Serra narrates these scenes with administrative coldness. “It is what feeds us to get us through the rest of the year. Otherwise we couldn’t”, he explains. The height of summer allows many to survive the quiet of winter. All the Balearic Islands are experiencing a boom, but while Mallorca has an asset in urban tourism and cycling for the cold months, in Ibiza and Formentera there is hardly a place to hang on when the last disco closes. The Socio-environmental Observatory of Menorca presented this summer the 4 Islands report that compares the situation of Fuerteventura, Lanzarote, Ibiza and Menorca. The conclusion was clear: Ibiza is the one that suffers the greatest seasonal imbalances.
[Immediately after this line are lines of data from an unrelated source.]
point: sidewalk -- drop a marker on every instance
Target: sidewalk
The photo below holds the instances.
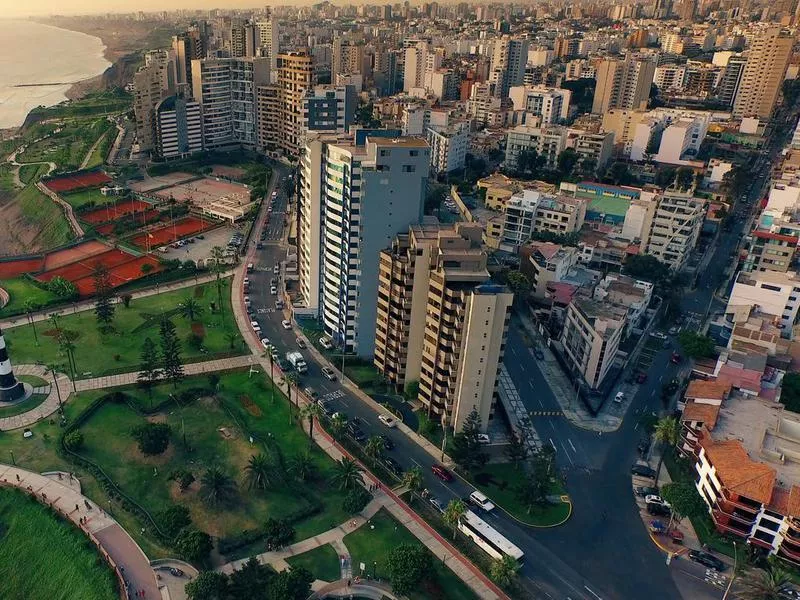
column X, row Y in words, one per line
column 89, row 304
column 130, row 562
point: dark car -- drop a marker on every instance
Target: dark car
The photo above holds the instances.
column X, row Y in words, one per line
column 643, row 491
column 393, row 465
column 658, row 510
column 643, row 471
column 707, row 560
column 441, row 473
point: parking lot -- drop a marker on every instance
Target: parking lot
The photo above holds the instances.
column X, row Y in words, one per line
column 200, row 250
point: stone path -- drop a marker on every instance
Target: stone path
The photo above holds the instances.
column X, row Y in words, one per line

Ironically, these imbalances are what bring a certain balance to Ibiza, a constantly changing place of extremes. Its different faces may be crossed by a common evil, but it is this, in the end, that keeps them afloat. The criticisms are legitimate but not unanimous. They make up a chorus of dissonant voices, but they all repeat the same refrain: the island is changing. Basically it has been changing since it became fashionable, in the sixties. Fashion seems not to have passed, but it is reinventing itself, attracting a new type of public with each mutation. First it was the hippies, then the clubbers. In recent years, the mega-rich have joined. None of the previous groups has been totally replaced, none has wanted to leave Ibiza. Rather, they have been scattered around the island, coexisting in a tangential way, creating small social archipelagos. Groups that shape the different faces and masks of Ibiza, an island that embraces and expels. Sometimes at the same time.